In the most recent William Wisting novel in translation, Ordeal, we find Chief Inspector Wisting’s journalist daughter, Line, on maternity leave. She is going to be a single mother. Wisting is not over the moon about this (and neither am I), but it’s certainly consistent with the reality of modern Norwegian culture.
Line meets, by chance, an old school friend, Sophie, who is already a single mother. They renew their friendship, and Line gets to see Sophie’s home, which she inherited from her grandfather. Sophie was not fond of the old man – he was a criminal – so she’s cleared all his possessions out. Except for a huge safe in the basement, too large to move. She doesn’t know what’s in it because she can’t find the key. But both Line and Sophie are curious, so they do get into it eventually – with dramatic results.

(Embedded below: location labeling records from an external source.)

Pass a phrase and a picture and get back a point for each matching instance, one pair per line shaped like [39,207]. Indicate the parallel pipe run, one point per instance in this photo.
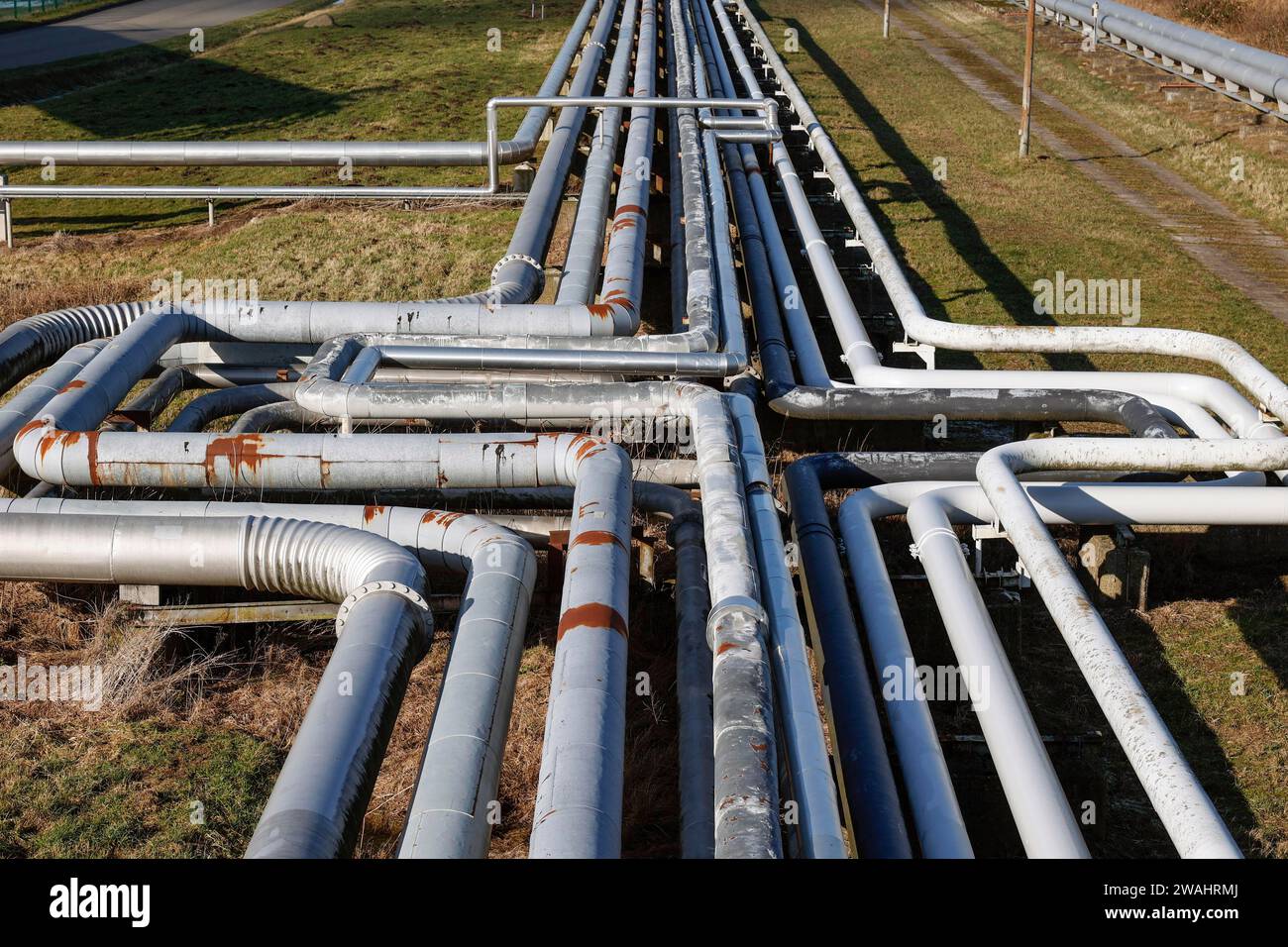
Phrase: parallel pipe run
[497,356]
[320,796]
[317,154]
[1262,73]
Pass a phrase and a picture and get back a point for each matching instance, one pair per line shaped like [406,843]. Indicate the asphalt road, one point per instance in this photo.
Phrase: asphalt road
[146,21]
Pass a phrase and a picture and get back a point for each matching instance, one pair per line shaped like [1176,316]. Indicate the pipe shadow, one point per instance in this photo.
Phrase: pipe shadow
[919,187]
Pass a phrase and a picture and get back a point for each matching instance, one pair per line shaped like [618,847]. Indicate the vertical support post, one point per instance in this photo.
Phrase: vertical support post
[1026,99]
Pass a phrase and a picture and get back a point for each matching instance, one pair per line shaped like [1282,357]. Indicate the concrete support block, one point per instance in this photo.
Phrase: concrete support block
[1117,573]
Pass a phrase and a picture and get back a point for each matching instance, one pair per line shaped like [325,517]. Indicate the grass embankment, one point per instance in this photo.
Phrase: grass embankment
[1199,137]
[974,245]
[1257,22]
[120,781]
[387,69]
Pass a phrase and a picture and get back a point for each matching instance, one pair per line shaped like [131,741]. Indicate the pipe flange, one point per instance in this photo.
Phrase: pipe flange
[342,613]
[519,258]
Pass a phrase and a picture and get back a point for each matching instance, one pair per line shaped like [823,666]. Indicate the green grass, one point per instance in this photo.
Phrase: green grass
[977,243]
[91,788]
[974,245]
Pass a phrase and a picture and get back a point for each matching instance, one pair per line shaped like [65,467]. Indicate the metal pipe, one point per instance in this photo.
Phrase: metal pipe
[859,354]
[318,799]
[317,154]
[587,243]
[1180,800]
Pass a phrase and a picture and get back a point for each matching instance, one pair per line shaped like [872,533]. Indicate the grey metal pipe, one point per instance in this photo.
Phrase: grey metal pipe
[316,154]
[29,402]
[861,356]
[1260,71]
[317,802]
[230,401]
[746,792]
[587,244]
[1180,800]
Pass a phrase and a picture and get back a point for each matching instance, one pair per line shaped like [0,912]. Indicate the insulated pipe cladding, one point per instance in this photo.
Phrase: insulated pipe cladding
[374,445]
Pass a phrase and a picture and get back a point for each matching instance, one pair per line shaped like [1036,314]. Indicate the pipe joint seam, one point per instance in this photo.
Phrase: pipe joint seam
[385,587]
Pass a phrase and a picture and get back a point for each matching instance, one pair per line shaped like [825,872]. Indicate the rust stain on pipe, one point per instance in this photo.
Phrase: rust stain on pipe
[596,538]
[591,615]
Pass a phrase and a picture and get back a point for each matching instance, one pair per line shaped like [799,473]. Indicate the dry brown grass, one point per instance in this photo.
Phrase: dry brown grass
[1257,22]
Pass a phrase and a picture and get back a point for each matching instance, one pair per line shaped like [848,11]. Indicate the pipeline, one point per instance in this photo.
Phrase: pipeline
[308,386]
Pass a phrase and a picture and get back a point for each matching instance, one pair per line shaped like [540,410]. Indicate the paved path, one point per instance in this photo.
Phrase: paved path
[1243,253]
[146,21]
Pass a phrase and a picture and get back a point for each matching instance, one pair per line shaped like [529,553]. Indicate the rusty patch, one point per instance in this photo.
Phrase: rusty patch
[30,427]
[240,451]
[441,517]
[596,538]
[91,454]
[591,615]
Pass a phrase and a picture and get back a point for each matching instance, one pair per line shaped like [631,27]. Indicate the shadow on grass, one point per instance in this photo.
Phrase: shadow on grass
[198,97]
[1004,285]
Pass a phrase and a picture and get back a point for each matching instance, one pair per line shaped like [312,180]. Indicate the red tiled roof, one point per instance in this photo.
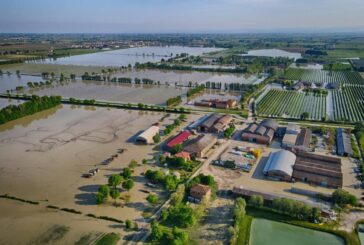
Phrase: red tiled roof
[179,139]
[183,154]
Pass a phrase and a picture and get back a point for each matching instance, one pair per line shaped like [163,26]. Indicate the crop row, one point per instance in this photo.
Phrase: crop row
[320,76]
[292,104]
[348,104]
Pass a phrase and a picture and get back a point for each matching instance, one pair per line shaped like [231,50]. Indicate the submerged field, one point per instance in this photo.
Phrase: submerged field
[149,94]
[43,156]
[266,232]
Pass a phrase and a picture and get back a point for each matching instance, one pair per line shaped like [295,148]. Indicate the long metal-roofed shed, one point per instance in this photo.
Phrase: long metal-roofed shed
[343,143]
[280,165]
[318,169]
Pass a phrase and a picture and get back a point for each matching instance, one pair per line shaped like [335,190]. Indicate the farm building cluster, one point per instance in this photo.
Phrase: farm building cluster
[306,167]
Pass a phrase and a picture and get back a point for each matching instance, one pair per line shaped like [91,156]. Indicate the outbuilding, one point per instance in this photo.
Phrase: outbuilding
[280,165]
[146,137]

Meanwhile, Wisting himself is enduring a lot of press criticism, because of an investigation he’s leading which is making no visible progress. A taxi driver disappeared one night, and neither he nor the cab has been seen since. Wisting and his team will find their inquiry overlapping one going on in another city, and will encounter resistance from a suspiciously territorial detective there.
And, as has become usual in these books, Line’s mystery will turn out to be tied in as well.
The William Wisting books suffer, I think, from slow middles. There’s nothing wrong with that in itself, but I fear they will lose some readers who expect lots of fireworks all the way through. There’s plenty of tension and suspense in Ordeal once it gets going, but it does take a little time.
The translation is generally good, but has some truly clunky moments.
Recommended, for readers who prefer a more cerebral approach to detective fiction. Cautions for mature stuff. I’m looking forward to the next book.